The fact Faraldo and Dadoyan worked together for the better part of seven years — Dadoyan left his job as executive director of the SOA of New York in September of 2019 to take the director of racing job at Yonkers — makes the impasse somewhat personal.

“I’m not working this out with (Dadoyan) because there are certain things that I’m not being made privy to and I’m told later, ‘this is what we did’ unilaterally,” Faraldo said. “I don’t really appreciate that.

“I think Alex is directed by Ed Domingo (the senior vice-president and chief financial officer for Empire City Casino and Yonkers Raceway)… I think Alex is trying to appease this employer, which I understand, but in my opinion he’s going above and beyond what is necessary to accomplish the goals of his employer at the expense of the horsemen. That’s something that I’ve got in my head and I’m convinced of it and no one is going to change my mind at this point.

“They do not want to spend five cents more on racing. They save money every day we don’t have racing.”
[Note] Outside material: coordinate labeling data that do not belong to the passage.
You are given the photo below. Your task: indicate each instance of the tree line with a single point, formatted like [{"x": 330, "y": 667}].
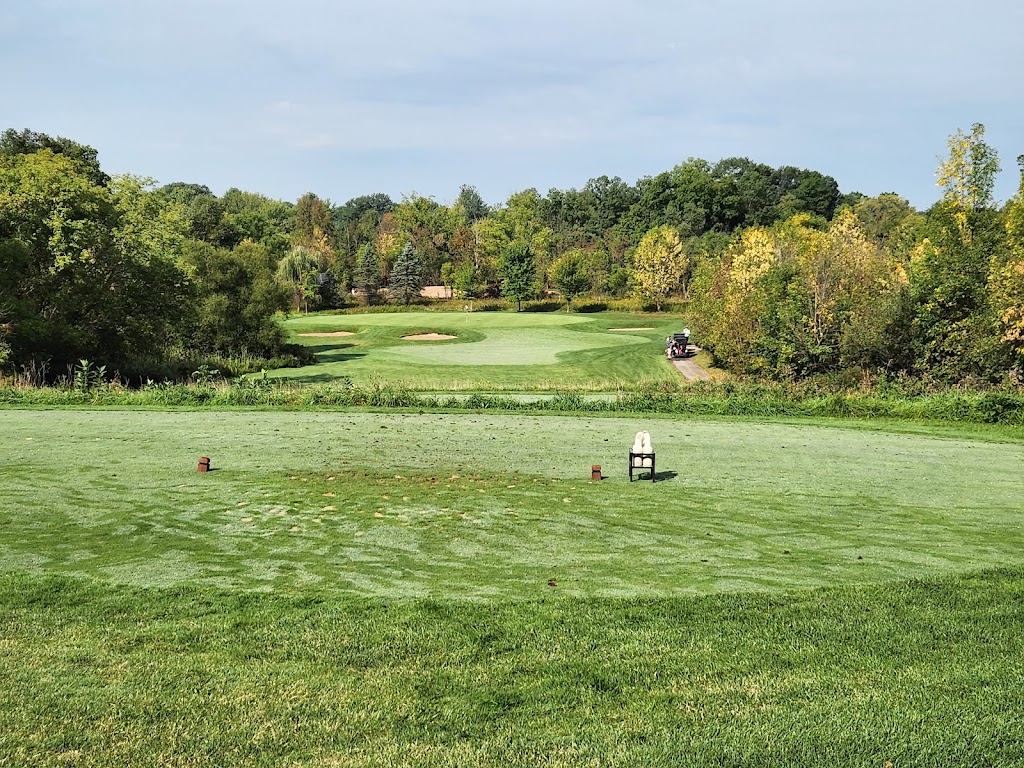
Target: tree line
[{"x": 786, "y": 275}]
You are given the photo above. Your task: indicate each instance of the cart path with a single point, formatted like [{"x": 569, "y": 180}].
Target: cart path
[{"x": 690, "y": 370}]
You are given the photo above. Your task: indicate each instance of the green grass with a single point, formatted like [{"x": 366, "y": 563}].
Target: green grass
[
  {"x": 493, "y": 351},
  {"x": 484, "y": 506},
  {"x": 922, "y": 674},
  {"x": 431, "y": 589}
]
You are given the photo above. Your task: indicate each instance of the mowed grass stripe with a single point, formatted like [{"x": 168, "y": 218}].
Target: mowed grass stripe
[
  {"x": 491, "y": 507},
  {"x": 492, "y": 351},
  {"x": 919, "y": 674}
]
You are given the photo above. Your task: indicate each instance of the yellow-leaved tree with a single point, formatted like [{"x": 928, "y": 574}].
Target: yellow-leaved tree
[
  {"x": 747, "y": 260},
  {"x": 658, "y": 265},
  {"x": 1006, "y": 281}
]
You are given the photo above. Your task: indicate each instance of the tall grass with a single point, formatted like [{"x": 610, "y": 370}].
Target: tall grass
[{"x": 704, "y": 398}]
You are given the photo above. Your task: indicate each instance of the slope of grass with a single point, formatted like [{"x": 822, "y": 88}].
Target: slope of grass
[
  {"x": 487, "y": 506},
  {"x": 921, "y": 674},
  {"x": 492, "y": 351}
]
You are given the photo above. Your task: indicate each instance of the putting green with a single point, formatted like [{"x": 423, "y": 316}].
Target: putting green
[
  {"x": 492, "y": 351},
  {"x": 541, "y": 346}
]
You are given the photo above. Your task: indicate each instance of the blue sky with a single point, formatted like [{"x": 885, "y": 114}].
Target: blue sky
[{"x": 345, "y": 98}]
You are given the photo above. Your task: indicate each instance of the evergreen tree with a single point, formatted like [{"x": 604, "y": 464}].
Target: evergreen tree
[
  {"x": 570, "y": 275},
  {"x": 517, "y": 269},
  {"x": 368, "y": 272},
  {"x": 406, "y": 279}
]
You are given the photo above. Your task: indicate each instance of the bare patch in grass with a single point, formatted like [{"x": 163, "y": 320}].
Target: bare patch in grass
[{"x": 428, "y": 337}]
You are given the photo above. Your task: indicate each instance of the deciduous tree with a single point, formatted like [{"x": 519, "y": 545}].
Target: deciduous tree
[
  {"x": 517, "y": 269},
  {"x": 570, "y": 275},
  {"x": 658, "y": 265}
]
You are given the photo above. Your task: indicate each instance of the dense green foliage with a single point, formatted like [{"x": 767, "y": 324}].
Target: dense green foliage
[
  {"x": 104, "y": 269},
  {"x": 880, "y": 287}
]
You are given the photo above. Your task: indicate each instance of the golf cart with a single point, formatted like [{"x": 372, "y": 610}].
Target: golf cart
[{"x": 677, "y": 346}]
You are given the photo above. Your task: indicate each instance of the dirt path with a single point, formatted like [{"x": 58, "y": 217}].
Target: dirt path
[{"x": 690, "y": 370}]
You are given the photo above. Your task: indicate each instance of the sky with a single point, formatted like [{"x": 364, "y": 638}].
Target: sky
[{"x": 396, "y": 96}]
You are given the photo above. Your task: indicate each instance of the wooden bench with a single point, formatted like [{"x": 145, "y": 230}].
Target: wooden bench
[{"x": 641, "y": 468}]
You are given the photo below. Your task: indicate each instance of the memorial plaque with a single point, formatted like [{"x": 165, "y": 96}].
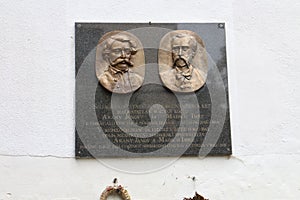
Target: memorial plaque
[{"x": 146, "y": 89}]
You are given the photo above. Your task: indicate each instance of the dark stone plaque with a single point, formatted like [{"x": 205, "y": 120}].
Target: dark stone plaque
[{"x": 155, "y": 119}]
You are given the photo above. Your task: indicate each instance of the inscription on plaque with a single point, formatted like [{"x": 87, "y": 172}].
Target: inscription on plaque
[{"x": 151, "y": 90}]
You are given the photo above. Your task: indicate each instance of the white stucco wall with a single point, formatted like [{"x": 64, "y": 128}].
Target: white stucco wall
[{"x": 37, "y": 103}]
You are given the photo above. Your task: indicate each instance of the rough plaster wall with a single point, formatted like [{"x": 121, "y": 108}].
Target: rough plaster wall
[{"x": 37, "y": 102}]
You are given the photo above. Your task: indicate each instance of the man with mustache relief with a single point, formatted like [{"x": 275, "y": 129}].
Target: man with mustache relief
[
  {"x": 118, "y": 77},
  {"x": 183, "y": 76}
]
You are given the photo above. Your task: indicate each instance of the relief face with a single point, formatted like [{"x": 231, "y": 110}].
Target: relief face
[
  {"x": 120, "y": 62},
  {"x": 182, "y": 61}
]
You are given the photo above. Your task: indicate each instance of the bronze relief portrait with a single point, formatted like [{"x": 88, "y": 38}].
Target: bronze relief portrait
[
  {"x": 120, "y": 62},
  {"x": 182, "y": 61}
]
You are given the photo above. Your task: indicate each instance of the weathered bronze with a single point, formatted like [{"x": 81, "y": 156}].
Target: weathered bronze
[
  {"x": 182, "y": 61},
  {"x": 120, "y": 62}
]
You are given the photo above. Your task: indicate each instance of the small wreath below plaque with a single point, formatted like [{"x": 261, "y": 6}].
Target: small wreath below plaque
[{"x": 115, "y": 190}]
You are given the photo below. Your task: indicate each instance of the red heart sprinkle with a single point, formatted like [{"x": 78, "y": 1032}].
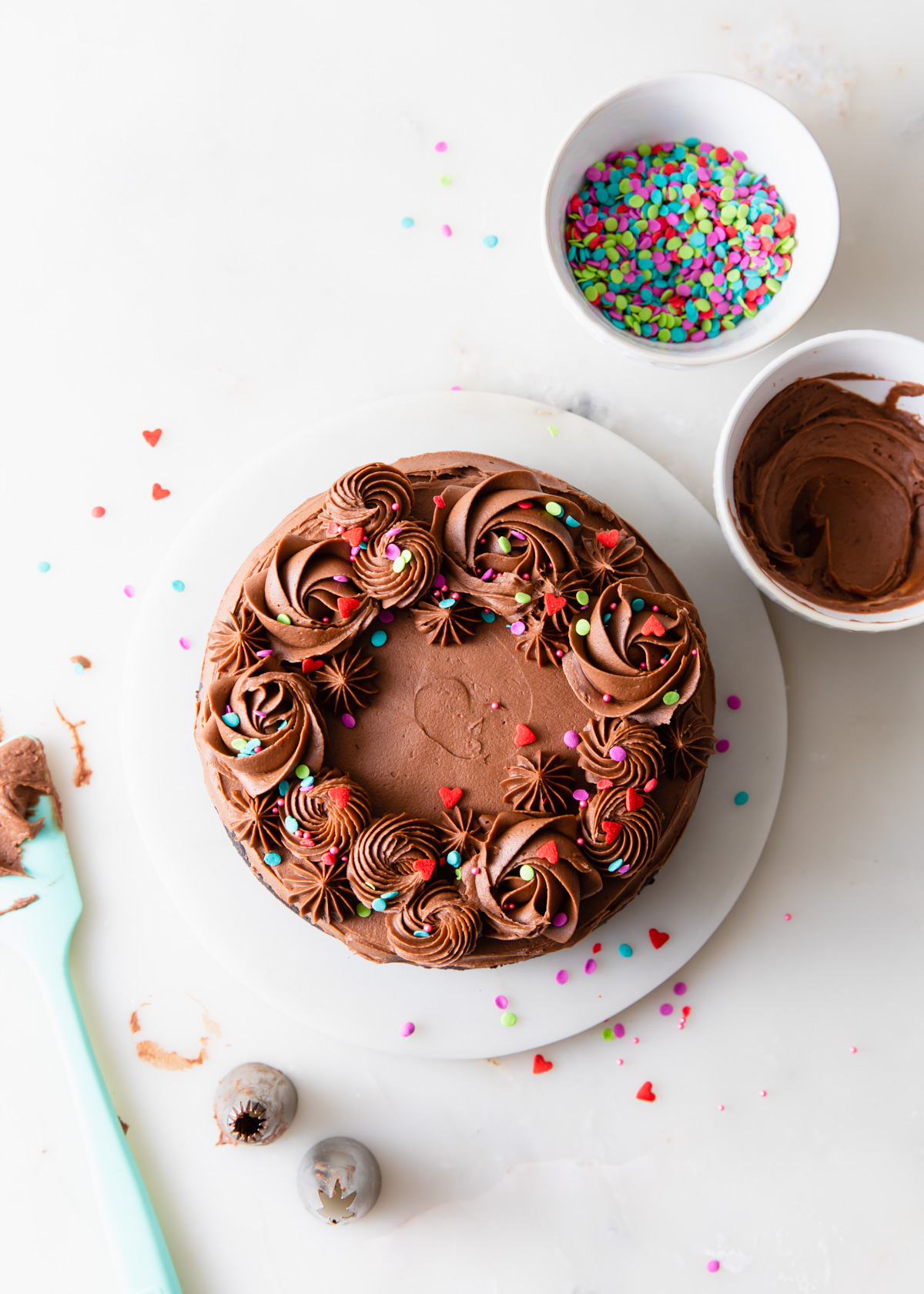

Dadoyan stressed he didn’t want to make the disagreement with Faraldo, “personal, because it’s really not. What bothers me is that we had a chance to work together and do some good things for racing and instead… it hasn’t been that. That’s the part that’s really frustrating. Part of the reason I took the job was that I thought we could do some good together to make overall racing better.”

As for the specific issue of a return to racing, Dadoyan said Yonkers’ actions in the matter should count for something.

“We’ve had guys on the track around the clock, day and night the last couple of days, in order to be able to race and race safely,” Dadoyan said Thursday. “If it was the narrative that Joe was talking about, why would we do that?”

Faraldo said the issue is a broader one about a track not living up to the terms of its racing license.

“If I was the state of New York, I wouldn’t give these guys the license to operate a casino,” Faraldo said, adding the current racing contract with Yonkers ends May 31 this year.

“We’ve been in contract negotiations, but it seems like they keep delaying every time we need a third meeting or a second meeting. We do it remotely, so it’s not a question of getting people into a room… I think it’s a conscious effort to not even address some of these problems. They don’t want to cure these problems.”